Aside from the technology in the frame, the other big story is the new 29″er geometry Rocky Mountain has come out with. The complaint about 29″ers is that they are slow steering in tight, twisty trails. With the changes done to the Vertex this is a thing of the past. To mimic the handling of a 26″ wheel they raised the bottom bracket, shortened the chainstays and used a fork with more offset to get a balanced package that is quick on tight trails but still has the stability we come to expect from 29″ wheels. I’ve been on 29″ers since 2001 and this is the best handling big wheel bike I’ve ridden.
The test track was at Albion Hills Conservation Area which is home to the 24 hour races here in Ontario. If you’ve ridden there you will be familiar with the rolling hills and twisting single track. The Vertex 970 was like a road bike on the double track. Drop the hammer and go. All that power goes to the rear wheel. Once you hit the single track it just dances. I’ve been on 29″ wheels for so long that I don’t notice the little extra body english needed to dice through the single track until it was gone. The first few corners I over steered but once I got used to the timing it felt like I was slicing and dicing through the woods. One of my first good bikes was a Rocky Mountain Blizzard 20 years ago. This reminds me of the feeling I had riding it. Definitely a step above the current lot of 29″er hard tails on the market. For 2012 Rocky has dropped the glove and come out to fight.
The 970 comes with SRAM X9 and Formula brakes. The drive train is a 2X10 system which you’ll be seeing a lot more for 2012. Lighter weight, better shifting and a cleaner chain line are all benefits to this system. The drive train worked flawlessly but I’m not entirely sure how the well the front shifts as I did my whole ride in the big ring. As I ride a single speed a lot of the time when I ran out of gears on the back I just stood up rather than thinking to shift down.
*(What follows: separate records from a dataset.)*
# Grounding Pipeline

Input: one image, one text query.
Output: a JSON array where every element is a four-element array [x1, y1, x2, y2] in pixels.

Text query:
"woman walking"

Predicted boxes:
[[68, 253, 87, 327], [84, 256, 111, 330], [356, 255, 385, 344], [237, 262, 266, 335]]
As anyone who reads my reviews know I’m honest in my reviews and try to present the good with the bad so you get a true picture of a bike so you can make an informed decision when choosing your new ride. With the Vertex it’s hard not to sound like a fan boy but trust me if it steered like a bus I would tell you that. My only complaints I had are the ones I have with almost every bike because nothing comes with my favorite saddle and grips out of the box. As far as handling, ride quality, weight and stiffness this is as close to magic as I’ve ever ridden. Light and stiff. Smooth and great handling. The only mark against it is the price but then there is no such thing as a free lunch.